Two Lies and a Truth

Fake news or real? Back to the Future 4 announced, internet finds smut, cops shut down lemonade stand

Fake News. You are stupid and I don’t like you and you smell. There’s a distinctly childish tone this week, headlined by outlawed lemonade. Tasty.

 

 

As Francis Bacon once said: “There is no excellent beauty that hath not some strangeness in the proportion.” And he’d know, as he created Bacon & Eggs one morning back in 1626 when his arm fell into the pan he was cooking breakfast in.

Fake News is a lot like that (the beauty part, not breakfast), it’s often brutal, ugly and smells questionable, but for some reason, you cannot look away. It’s imperfectly perfect. So, you gawp and screw your neck in its direction when it proudly struts by you, as you wonder what a life shared with it would be like.

But, know that you cannot trap Fake News, you can’t put a ring on it and quietly shuffle it off to suburbia. Sadly, it will remain a love felt from afar, briefly interspersed by numerous bouts of hatefucking. But know this, it’ll leave you unfulfilled, and the cigarettes you smoke afterwards will not bring you two closer. Fake News will never change. It’s best you move on as quick as possible, and find someone who deserves you. Someone boring, like objective fact. They’re always texting you. Call them.

We’re driving to Fake News’s house aren’t we? Ok.

 

Internet Curio #1 – Internet drops Back to the Future 4 Teaser, abetted by the promises of a fox.

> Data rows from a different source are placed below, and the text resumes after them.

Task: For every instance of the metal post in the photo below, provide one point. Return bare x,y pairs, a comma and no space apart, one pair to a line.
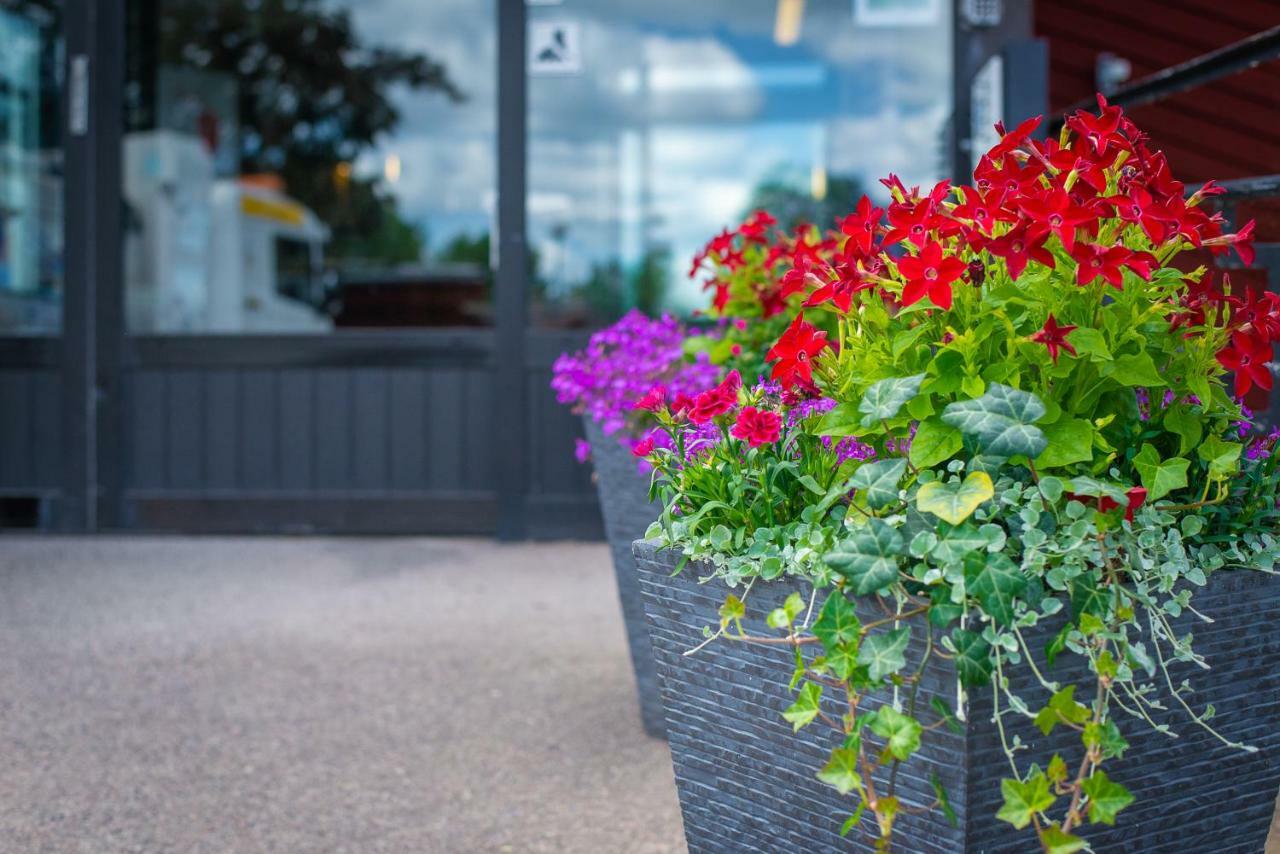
511,314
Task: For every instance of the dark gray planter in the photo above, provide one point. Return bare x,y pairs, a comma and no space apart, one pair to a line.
627,514
746,782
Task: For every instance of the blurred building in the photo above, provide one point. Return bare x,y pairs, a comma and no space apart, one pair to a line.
304,266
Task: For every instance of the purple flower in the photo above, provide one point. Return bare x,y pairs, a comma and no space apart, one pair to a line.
621,362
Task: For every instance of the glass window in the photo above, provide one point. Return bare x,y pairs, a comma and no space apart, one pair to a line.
307,165
656,124
31,168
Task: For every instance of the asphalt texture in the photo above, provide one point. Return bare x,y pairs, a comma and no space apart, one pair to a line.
170,694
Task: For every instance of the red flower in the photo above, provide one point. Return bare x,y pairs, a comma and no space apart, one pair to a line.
1019,246
1248,356
795,351
653,400
929,274
1054,337
860,225
1097,260
1056,211
757,427
717,401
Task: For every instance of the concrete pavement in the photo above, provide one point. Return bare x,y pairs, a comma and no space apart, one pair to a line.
172,694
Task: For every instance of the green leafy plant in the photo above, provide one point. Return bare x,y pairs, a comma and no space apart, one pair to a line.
1011,410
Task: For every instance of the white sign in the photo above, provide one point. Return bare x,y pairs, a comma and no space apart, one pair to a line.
554,48
896,13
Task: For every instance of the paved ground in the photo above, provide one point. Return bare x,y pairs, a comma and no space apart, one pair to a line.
320,695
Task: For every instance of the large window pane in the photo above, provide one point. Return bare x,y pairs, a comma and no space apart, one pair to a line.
657,123
309,165
31,168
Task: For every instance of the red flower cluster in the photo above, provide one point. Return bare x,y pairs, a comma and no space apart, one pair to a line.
757,427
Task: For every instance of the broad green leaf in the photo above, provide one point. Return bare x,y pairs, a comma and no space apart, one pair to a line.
1159,476
1223,457
1106,798
996,580
955,502
1002,421
1137,369
1055,840
805,708
1092,343
732,610
836,622
1069,441
882,653
1061,707
841,771
973,657
1180,420
935,442
1024,799
883,400
901,733
880,480
868,557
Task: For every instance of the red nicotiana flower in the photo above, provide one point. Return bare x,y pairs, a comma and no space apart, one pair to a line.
1054,337
717,401
860,225
1247,356
929,274
1019,246
1095,260
1056,211
794,354
757,427
653,400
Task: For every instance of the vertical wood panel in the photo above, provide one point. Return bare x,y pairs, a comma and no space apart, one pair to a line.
446,429
297,429
184,429
257,429
222,428
333,429
408,450
371,439
147,419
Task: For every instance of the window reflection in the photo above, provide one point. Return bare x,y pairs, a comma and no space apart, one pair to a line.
307,165
682,117
31,168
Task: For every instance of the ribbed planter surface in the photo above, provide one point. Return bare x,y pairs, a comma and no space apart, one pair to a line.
627,514
746,781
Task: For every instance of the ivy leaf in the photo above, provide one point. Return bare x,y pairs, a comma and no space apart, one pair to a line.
955,502
883,400
1055,840
1106,798
882,653
996,580
1223,457
1024,799
901,733
973,657
880,480
1137,369
1159,476
935,442
1069,441
805,708
1002,421
837,622
841,771
868,557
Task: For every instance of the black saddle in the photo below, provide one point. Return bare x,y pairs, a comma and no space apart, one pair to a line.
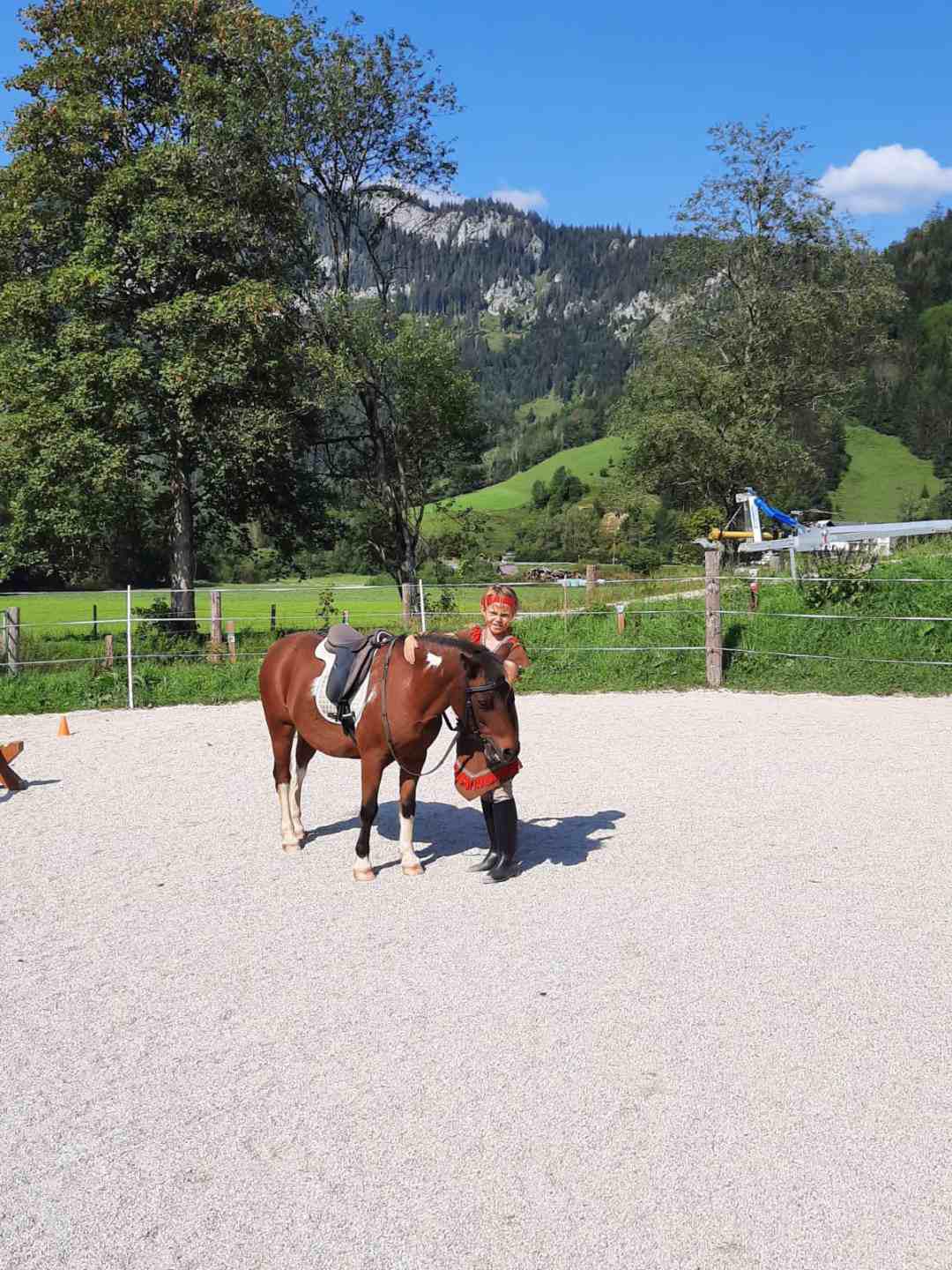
353,657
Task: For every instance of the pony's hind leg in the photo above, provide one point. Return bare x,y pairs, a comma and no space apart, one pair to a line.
409,860
303,755
282,741
371,773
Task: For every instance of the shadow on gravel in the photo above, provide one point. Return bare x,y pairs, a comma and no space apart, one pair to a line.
446,830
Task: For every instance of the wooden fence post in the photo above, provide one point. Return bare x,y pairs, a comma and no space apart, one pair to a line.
13,639
712,616
215,638
589,587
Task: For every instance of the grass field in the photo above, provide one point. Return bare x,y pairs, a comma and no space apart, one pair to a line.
583,461
779,648
882,475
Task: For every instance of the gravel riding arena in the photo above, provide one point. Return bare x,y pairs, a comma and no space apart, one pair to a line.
706,1027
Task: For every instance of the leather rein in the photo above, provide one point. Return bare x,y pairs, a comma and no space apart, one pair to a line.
469,716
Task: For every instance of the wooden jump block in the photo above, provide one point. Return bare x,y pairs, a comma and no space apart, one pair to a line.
8,776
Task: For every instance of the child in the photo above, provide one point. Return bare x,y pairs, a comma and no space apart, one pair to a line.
499,608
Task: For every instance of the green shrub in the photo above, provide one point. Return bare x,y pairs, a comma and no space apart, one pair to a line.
843,577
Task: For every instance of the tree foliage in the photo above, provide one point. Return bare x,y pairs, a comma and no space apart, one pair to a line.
404,417
149,334
782,305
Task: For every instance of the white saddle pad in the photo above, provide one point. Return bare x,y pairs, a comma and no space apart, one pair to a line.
319,689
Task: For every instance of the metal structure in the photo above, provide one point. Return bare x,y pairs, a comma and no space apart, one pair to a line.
818,537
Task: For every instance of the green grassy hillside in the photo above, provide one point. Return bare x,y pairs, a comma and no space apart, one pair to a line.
882,475
583,461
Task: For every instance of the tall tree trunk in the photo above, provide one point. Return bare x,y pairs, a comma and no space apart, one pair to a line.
182,553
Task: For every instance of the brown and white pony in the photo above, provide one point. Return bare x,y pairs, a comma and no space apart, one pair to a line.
400,721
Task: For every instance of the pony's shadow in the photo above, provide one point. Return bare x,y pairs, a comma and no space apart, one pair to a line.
446,830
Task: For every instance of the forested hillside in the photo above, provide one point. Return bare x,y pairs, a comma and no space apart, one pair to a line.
911,394
542,311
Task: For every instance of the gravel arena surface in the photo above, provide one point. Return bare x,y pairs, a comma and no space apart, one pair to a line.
706,1027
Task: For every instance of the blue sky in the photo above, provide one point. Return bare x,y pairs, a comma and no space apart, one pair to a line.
598,115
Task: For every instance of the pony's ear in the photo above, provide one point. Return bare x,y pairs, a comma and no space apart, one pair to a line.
471,666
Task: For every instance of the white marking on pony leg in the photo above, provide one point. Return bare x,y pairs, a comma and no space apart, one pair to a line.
299,780
409,860
288,837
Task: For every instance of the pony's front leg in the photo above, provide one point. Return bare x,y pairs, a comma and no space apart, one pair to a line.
303,756
371,773
409,862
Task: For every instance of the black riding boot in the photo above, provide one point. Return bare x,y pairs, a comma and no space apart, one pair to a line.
492,859
505,822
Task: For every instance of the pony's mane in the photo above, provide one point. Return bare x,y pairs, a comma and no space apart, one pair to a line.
489,661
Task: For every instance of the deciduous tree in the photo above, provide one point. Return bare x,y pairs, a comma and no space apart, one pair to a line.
150,342
781,306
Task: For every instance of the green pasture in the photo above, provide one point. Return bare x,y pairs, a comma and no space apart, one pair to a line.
583,461
882,475
779,648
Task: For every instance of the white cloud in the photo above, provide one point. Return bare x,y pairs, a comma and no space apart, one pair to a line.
886,181
525,199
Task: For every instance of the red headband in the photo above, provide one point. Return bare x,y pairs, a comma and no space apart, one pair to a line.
493,597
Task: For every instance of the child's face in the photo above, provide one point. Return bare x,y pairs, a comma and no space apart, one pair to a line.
499,619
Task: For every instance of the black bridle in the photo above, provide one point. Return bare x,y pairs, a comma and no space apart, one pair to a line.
469,723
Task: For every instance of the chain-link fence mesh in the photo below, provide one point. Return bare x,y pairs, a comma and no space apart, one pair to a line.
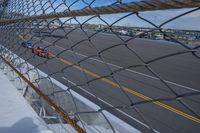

Everyone loves a sequel right? A not-so-fresh retelling of a childhood tale you love, one you soon hate as an adult, and only succeed in lining the pockets of the gormless twits atop their ivory tower built from your fancy? Well, according to the internet, Back to the Future is set to ride again, apparently confirmed by Marty McFly himself.

Great Scott!

 

 

Fortunately, the above is all internet tomfoolery. I mean who’d want to see another edition of a stale mid-80s time-travel franchise where the starring kids are no longer kids?

 

 

Bogus.

 

Internet Curio #2 – Internet goes back to the classics, circulates image that’ll make you thinner.

Long ago, the internet was built on two pillars of marble. Actually, it’d be closer to how Rome was built, with two brothers publically sucking milk from a canine’s tit. Google it. Anyway, long ago, there were two brothers who were also pillars. One was named Schadenfreude, the other, Smut. Together, they built the internet. Always remember, while we can marvel at the impressive minds that travel the Information Superhighway, know that it was built on festering tower of hot garbage.

With that being said, let’s swiftly move onto something that we’re all here for, a picture of something disgusting.

 

 

Now, the obvious question. Yes, it is infact real. Is it down to an fancy for energy drinks? Maybe.

While the above body horror is indeed kidney stones, whether it was down to our taurine lovers, according to one urologist at the Mayo Clinic…you know what, we’re overthinking it. Just look at it!

 


Ewwww.

 

Internet Curio #3 – American cops clamp down on Lemonade stands, pushes permit system.

Geez, America. You used to be cool. Well, not cool…but certainly better than this. It seems that the apple-pie encrusted traditions on the American psyche mean nothing, as the long arm of the law is no longer down with the saccharine entrepreneurial lemon flavour of Anytown, USA.

I mean, it’s a great ‘Murican tradition. These kids need to feel like they have a job, in case that don’t make it through the bullet riddled hallways of their education institutions. I mean, I don’t want to sound flippant, but it’s already a bad joke.

Nevertheless, from hereon out, certain kidlets in certain corners of America need to apply for a permit before they scribble Lehmonadee on the box their fridge came in. Now, the 5-0 aren’t doing it for monetary gain, and promise not to fine anyone, they’ll just shut down the criminal enterprise.

I mean, what would be worse for an eight year old to endure? A fine, something that they don’t understand, nor have to pay, or the sight of something that they slaved over, built and lovingly adorned with their best stickers taken away by a strange adult, and now I can’t sell lemonade anymore forever ever?

No wonder people grow up hating the cops.